[LLVMdev] Question on Machine Combiner Pass

Wed Feb 4 17:33:07 PST 2015

----- Original Message -----
> From: "Mandeep Singh Grang" <mgrang at codeaurora.org>
> To: llvmdev at cs.uiuc.edu
> Sent: Wednesday, February 4, 2015 12:58:27 PM
> Subject: Re: [LLVMdev] Question on Machine Combiner Pass
> 
> 
> 
> 
> 
> Ping
> 
> From: Mandeep Singh Grang [mailto:mgrang at codeaurora.org]
> Sent: Tuesday, February 03, 2015 4:34 PM
> To: 'llvmdev at cs.uiuc.edu'
> Cc: 'ghoflehner at apple.com'; 'apazos at codeaurora.org';
> mgrang at codeaurora.org
> Subject: Question on Machine Combiner Pass
> 
> 
> 
> Hi,
> 
> 
> 
> In the file lib/CodeGen/MachineCombiner.cpp I see that in the
> function MachineCombiner::preservesCriticalPathLen
> we try to determine whether the new combined instruction lengthens
> the critical path or not.
> 
> 
> 
> In order to do this we compute the depth and latency for the current
> instruction (MUL+ADD) and the alternate instruction (MADD).
> 
> But we call two different set of APIs for the current and new
> instructions:
> 
> 
> 
> For new instruction we use:
> 
> unsigned NewRootDepth = getDepth(InsInstrs, InstrIdxForVirtReg,
> BlockTrace);
> 
> unsigned NewRootLatency = getLatency(Root, NewRoot, BlockTrace);
> 
> 
> 
> While for the current instruction we use:
> 
> unsigned RootDepth = BlockTrace.getInstrCycles(Root).Depth;
> 
> unsigned RootLatency = TSchedModel.computeInstrLatency(Root);
> 

The BlockTrace comes from MachineTraceMetrics, which is an analysis pass, and thus might have its data pre-computed.

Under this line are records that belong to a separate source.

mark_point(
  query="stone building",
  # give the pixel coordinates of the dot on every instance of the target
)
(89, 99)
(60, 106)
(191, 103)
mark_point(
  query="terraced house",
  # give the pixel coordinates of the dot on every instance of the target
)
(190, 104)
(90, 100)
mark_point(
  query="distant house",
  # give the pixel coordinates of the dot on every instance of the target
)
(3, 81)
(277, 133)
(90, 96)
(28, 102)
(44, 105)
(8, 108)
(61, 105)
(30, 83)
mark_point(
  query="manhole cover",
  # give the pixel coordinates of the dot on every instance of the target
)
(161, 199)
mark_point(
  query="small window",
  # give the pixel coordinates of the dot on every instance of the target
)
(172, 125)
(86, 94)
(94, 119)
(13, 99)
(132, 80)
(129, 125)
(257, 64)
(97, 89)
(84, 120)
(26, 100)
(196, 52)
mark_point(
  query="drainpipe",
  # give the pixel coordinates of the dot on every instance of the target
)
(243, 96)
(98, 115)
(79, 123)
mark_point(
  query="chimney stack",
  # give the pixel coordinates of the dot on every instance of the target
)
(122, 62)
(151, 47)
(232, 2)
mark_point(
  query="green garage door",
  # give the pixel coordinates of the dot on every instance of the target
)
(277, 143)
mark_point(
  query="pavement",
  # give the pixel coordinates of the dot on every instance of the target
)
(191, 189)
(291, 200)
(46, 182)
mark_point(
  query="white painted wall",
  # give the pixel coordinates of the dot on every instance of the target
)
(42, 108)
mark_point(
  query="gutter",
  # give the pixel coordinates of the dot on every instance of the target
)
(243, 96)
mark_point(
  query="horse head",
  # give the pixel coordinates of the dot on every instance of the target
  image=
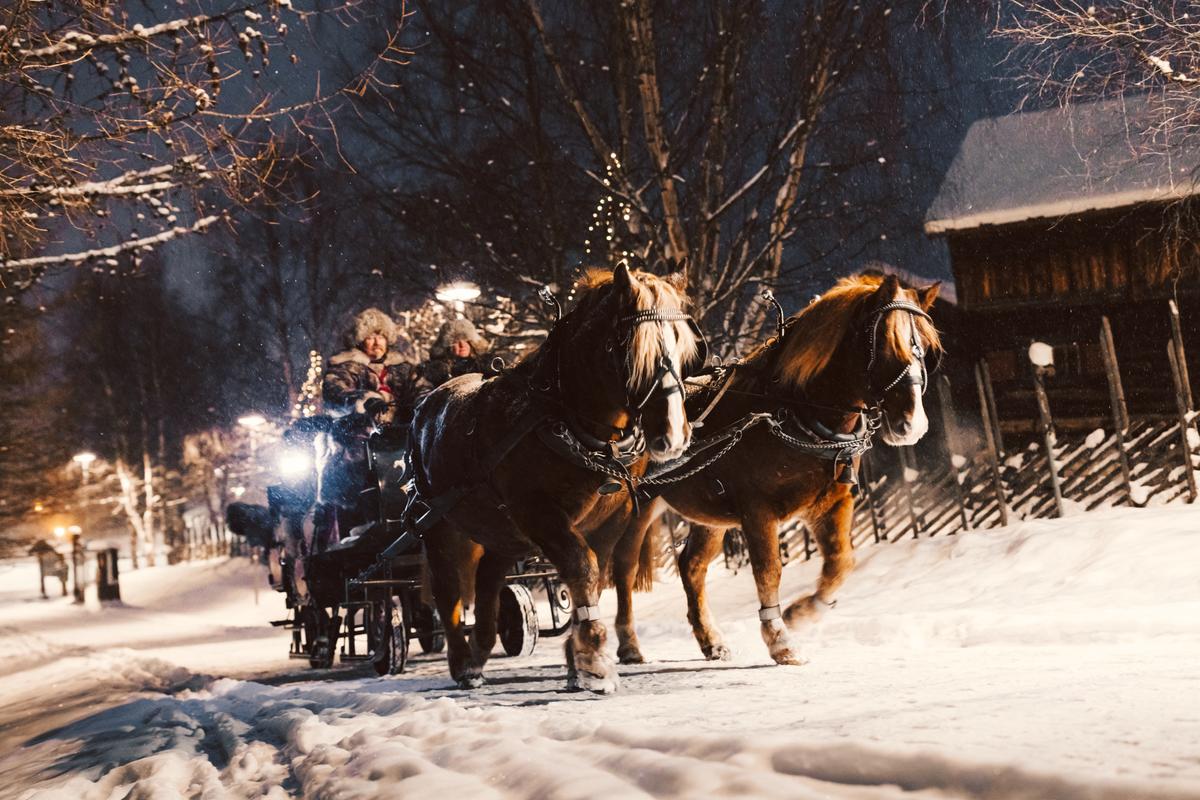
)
(623, 356)
(863, 346)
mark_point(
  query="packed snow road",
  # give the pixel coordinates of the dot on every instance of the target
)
(1049, 660)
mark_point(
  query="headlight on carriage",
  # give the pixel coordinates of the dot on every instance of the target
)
(294, 463)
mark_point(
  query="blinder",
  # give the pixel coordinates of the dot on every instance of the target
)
(915, 373)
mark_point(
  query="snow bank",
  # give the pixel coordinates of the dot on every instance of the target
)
(1051, 660)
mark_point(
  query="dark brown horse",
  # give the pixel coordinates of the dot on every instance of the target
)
(798, 411)
(545, 455)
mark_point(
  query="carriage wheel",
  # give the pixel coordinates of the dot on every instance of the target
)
(396, 641)
(429, 630)
(319, 633)
(517, 620)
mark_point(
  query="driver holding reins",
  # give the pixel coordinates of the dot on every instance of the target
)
(377, 376)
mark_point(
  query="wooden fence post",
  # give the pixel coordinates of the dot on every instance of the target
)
(1182, 409)
(1048, 437)
(989, 434)
(905, 456)
(1116, 400)
(943, 394)
(1180, 355)
(877, 529)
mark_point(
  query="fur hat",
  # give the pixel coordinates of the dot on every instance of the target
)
(459, 330)
(372, 320)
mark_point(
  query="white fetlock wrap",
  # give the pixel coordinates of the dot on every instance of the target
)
(768, 613)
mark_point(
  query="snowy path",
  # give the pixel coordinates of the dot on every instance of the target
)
(1051, 660)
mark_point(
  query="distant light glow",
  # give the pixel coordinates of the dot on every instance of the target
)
(294, 463)
(1042, 354)
(459, 292)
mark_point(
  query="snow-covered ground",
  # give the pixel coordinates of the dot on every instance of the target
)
(1055, 659)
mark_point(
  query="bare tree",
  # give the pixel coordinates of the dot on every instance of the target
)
(125, 128)
(702, 136)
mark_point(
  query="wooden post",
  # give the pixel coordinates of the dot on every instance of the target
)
(881, 534)
(997, 482)
(1182, 409)
(1116, 400)
(993, 413)
(943, 394)
(1180, 355)
(1048, 437)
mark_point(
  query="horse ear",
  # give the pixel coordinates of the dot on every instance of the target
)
(887, 290)
(928, 295)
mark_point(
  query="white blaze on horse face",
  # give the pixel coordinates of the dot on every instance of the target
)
(677, 415)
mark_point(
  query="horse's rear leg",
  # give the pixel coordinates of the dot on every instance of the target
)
(627, 567)
(489, 579)
(703, 545)
(832, 533)
(443, 549)
(762, 543)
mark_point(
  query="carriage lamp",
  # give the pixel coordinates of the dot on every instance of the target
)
(294, 463)
(1042, 354)
(459, 292)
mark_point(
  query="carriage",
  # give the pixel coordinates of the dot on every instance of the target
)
(361, 595)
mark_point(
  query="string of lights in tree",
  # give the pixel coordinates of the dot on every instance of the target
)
(609, 239)
(307, 403)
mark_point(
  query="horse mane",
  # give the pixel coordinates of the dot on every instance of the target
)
(815, 332)
(651, 292)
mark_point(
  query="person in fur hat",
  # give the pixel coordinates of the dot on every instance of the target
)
(378, 373)
(457, 350)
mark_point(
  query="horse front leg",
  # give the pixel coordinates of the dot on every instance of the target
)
(832, 531)
(762, 542)
(489, 581)
(703, 545)
(587, 663)
(633, 567)
(442, 551)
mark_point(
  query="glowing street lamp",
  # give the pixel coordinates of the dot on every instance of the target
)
(457, 293)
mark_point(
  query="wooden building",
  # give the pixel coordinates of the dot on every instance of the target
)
(1059, 217)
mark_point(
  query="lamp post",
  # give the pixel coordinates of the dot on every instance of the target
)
(84, 459)
(1042, 358)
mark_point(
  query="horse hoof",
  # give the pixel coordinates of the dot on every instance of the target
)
(593, 683)
(471, 681)
(630, 656)
(789, 659)
(718, 653)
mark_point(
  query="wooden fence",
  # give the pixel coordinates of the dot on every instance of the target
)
(1123, 462)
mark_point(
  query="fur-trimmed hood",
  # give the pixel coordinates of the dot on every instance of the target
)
(454, 331)
(373, 320)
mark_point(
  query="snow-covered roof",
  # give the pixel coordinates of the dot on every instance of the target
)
(1062, 161)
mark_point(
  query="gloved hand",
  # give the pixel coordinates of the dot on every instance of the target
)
(375, 405)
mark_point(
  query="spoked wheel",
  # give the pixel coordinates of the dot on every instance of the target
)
(429, 630)
(517, 620)
(396, 635)
(321, 642)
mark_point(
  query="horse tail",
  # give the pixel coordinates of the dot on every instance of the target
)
(646, 560)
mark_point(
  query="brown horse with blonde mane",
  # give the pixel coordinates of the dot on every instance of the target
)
(792, 421)
(546, 455)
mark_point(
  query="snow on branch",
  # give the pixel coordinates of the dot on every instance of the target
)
(65, 259)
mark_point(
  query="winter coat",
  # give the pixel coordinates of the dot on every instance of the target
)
(352, 379)
(443, 364)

This only strictly applies to the current instruction sequence. We need to use a different method to compute information for potential new instructions. Are you finding that these methods compute inconsistent results?

 -Hal

> 
> 
> This is related to the following commit:
> 
> commit e4fa341dde3c9521b7f11bd53ecdcbeb3f8fcbda
> 
> Author: Gerolf Hoflehner < ghoflehner at apple.com >
> 
> Date: Thu Aug 7 21:40:58 2014 +0000
> 
> MachineCombiner Pass for selecting faster instruction sequence on
> AArch64
> 
> 
> For this example code sequence:
> 
> %mul = mul nuw nsw i32 %conv2, %conv
> 
> %mul7 = mul nuw nsw i32 %conv6, %conv4
> 
> %add = add nuw nsw i32 %mul7, %mul
> 
> ret i32 %add
> 
> 
> 
> We generate the following assembly:
> mul w8, w0, w1
> 
> mul w9, w2, w3
> 
> add w0, w9, w8
> 
> ret
> 
> 
> 
> Whereas I expected the MUL+ADD to be combined to MADD otherwise I see
> degraded performance in several of my tests.
> 
> Could someone please explain why we use two different APIs to compute
> depth and latency for the two instructions?
> 
> Also if I try to use the same APIs for both then the depth for the
> NewRoot is 0.
> 
> 
> 
> Thanks,
> 
> Mandeep
> _______________________________________________
> LLVM Developers mailing list
> LLVMdev at cs.uiuc.edu         http://llvm.cs.uiuc.edu
> http://lists.cs.uiuc.edu/mailman/listinfo/llvmdev
> 

-- 
Hal Finkel
Assistant Computational Scientist
Leadership Computing Facility
Argonne National Laboratory